Sénégal : la fin de la pêche européenne dans les eaux sénégalaises
La date butoir est donc fixée à dimanche 17 novembre 2024 à minuit. À compter de cette date, les bateaux de pêche européens devront quitter les eaux du Sénégal, où ils avaient le droit d'exercer depuis cinq ans, en vertu d'un accord entre Bruxelles et Dakar. Un accord qui ne sera finalement pas renouvelé.
"Il ne serait pas cohérent pour l'Union européenne, qui a une politique de tolérance zéro à l'égard de la pêche INN (illicite, non déclarée et non réglementée) de renouveler un accord avec des pays qui ont été notifiés de ce type de difficultés" a expliqué mardi 12 novembre l'ambassadeur de l'UE Jean-Marc Pisani. L'Union européenne avait effectivement adressé un "carton jaune" au Sénégal au printemps dernier, invoquant des "défaillances" des autorités de Dakar dans la lutte contre la pêche illicite.

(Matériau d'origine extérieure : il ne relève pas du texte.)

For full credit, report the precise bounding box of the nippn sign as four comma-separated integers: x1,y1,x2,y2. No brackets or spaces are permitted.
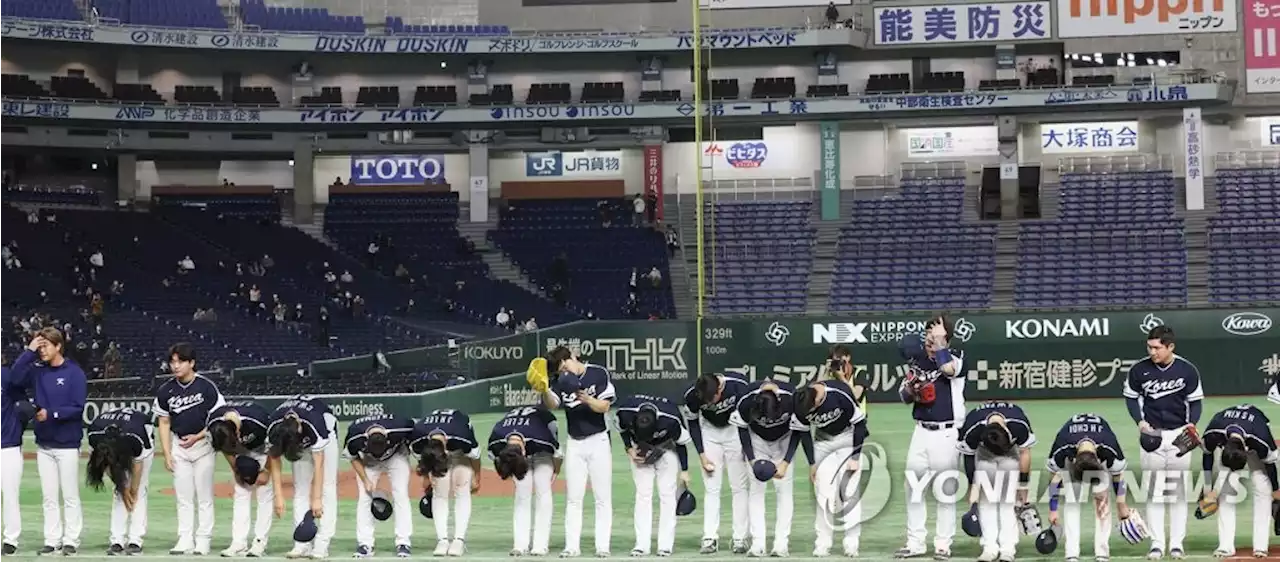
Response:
1057,0,1242,38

Le son de cloche n'est pas le même à Dakar, alors que gouvernement sénégalais revendique la décision de ne pas prolonger l'accord. "L'État n'était pas encore dans une logique de négocier" a rétorqué la ministre des Pêches, Fatou Diouf. "Dès mon arrivée ici, avant même qu'on ait reçu le carton jaune, j'avais commandité une évaluation et cette évaluation, elle est en cours". Une position de souveraineté face aux Européens, qui répond aussi à la colère des pêcheurs sénégalais, qui dénoncent depuis longtemps la raréfaction du poisson, et la présence de bateaux usines étrangers, quand, eux, pêchent encore pour la plupart à la pirogue traditionnelle.
La pêche, enjeu majeur au Sénégal
Au-delà du symbole culturel, la pêche représente la première activité du pays, avec environ 50 000 pêcheurs, et au moins 600 000 emplois directement liés au secteur, soit presque 20% de la population active du pays. Arrivé au pouvoir il y a huit mois, le nouveau président, Bassirou Diomaye Faye, a promis aux Sénégalais de leur rendre les revenus des ressources naturelles du pays. Une crise qui intervient alors que le président doit affronter des élections législatives cruciales dimanche 17 novembre 2024, jour du terme de l'accord.
De quoi justifier, peut-être, la teneur des réactions. Mais l'audit commandé par le président à son arrivée au pouvoir doit aussi et surtout répondre à l'omniprésence de bateaux chinois dans la région. Si la Chine n'a jamais signé d'accord de pêche avec Dakar, ses bateaux pullulent et pillent littéralement les ressources au large des côtes de l'Afrique de l'Ouest, où le taux de surpêche est estimé à plus de 50%. Un chiffre inquiétant, alors que 20% des poissons pêchés illégalement dans le monde le sont dans la région. Une manne gigantesque, de plusieurs milliards pour les pécheurs chinois, car la région constitue un paradis pour la pêche avec un écosystème d'une richesse incroyable.
Pour échapper aux contrôles ou aux sanctions, ces chalutiers chinois utilisent désormais des prête-noms, et passent sous pavillon sénégalais. Une pratique difficile à quantifier, mais manifestement largement répandue. De son côté, Dakar a promis de s'y attaquer, mais les contrôles restent très limités, alors que les scientifiques s'alarment d'un effondrement des espèces.